Top cleric among 18 killed in Afghanistan mosque blast

·3-min read

A suicide bomber struck one of western Afghanistan's biggest mosques Friday, killing at least 18 people including an influential imam who this year called for those who commit "the smallest act" against the government to be beheaded.

Images posted on Twitter showed what appeared to be blood-stained bodies scattered around the compound of Gazargah Mosque in the city of Herat.

Violence has largely declined since the Taliban returned to power last year, but several bomb blasts -- some targeting minority communities -- have rocked the country in recent months, many claimed by the jihadist Islamic State (IS) group.

At least 18 people, including prominent pro-Taliban cleric Mujib ur Rahman Ansari, were killed and 23 wounded in Friday's suicide attack, said Hameedullah Motawakel, spokesman for the governor of Herat province.

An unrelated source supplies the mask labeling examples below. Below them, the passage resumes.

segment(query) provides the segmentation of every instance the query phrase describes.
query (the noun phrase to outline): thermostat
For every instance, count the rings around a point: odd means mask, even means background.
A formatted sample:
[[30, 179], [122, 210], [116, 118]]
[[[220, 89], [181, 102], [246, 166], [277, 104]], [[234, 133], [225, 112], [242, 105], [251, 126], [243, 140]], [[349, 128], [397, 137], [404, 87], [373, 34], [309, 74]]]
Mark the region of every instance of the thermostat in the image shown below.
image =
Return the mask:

"The bomber came near Ansari and then set off his explosives-laden vest," Motawakel told AFP.

Deputy Prime Minister Abdul Ghani Baradar, who had met Ansari just hours earlier in the day at a separate gathering in Herat, condemned the cleric's killing.

"A strong and brave religious scholar of the country was martyred while performing Friday prayers," Baradar said on Twitter.

"The perpetrators of this heinous act will be punished."

No group has so far claimed the attack.

Ansari, who was in his late 30s, was an influential cleric known for his fiery speeches.

In July, during a religious gathering in Kabul, he strongly defended Afghanistan's new Taliban rulers.

"Whoever commits the smallest act against our Islamic government should be beheaded," he said.

"This (Taliban) flag has not been raised easily, and it will not be lowered easily."

- Cleric had security -

Even before the Taliban returned to power in August 2021, the ultra-conservative cleric had been calling for women to be fully covered in public, and for bans on musical concerts in Herat.

In his speeches, he regularly launched tirades against the previous US-backed governments.

Government spokesman Zabihullah Mujahid said authorities had provided Ansari with security given his high profile in the country.

"Ansari had been provided with bodyguards, bullet proof vehicles, and also weapons and equipment to guard his seminary," Mujahid said in a statement.

Two days earlier the intelligence agency had killed a four-member group in Herat that was planning to assassinate Ansari, he added.

Ansari is the second pro-Taliban cleric to be killed in a blast in less than a month, after an August 11 suicide attack targeted Rahimullah Haqqani at his madrassa in Kabul.

Haqqani was known for angry speeches against IS, who later claimed responsibility for his death.

He had also spoken in favour of girls being allowed to attend secondary school, despite the government banning them from attending classes in most provinces.

Several mosques across the country have been targeted this year, some in attacks claimed by IS.

At least 21 people were killed and dozens more wounded on August 17 when a blast ripped through a mosque packed with worshippers in Kabul.

IS has primarily targeted minority communities such as Shiites, Sufis and Sikhs.

While IS is a Sunni Islamist group like the Taliban, the two are bitter rivals and greatly diverge on ideological grounds.

Government officials claim that IS has been defeated but experts say the group is the main security challenge for the country's current Islamist rulers.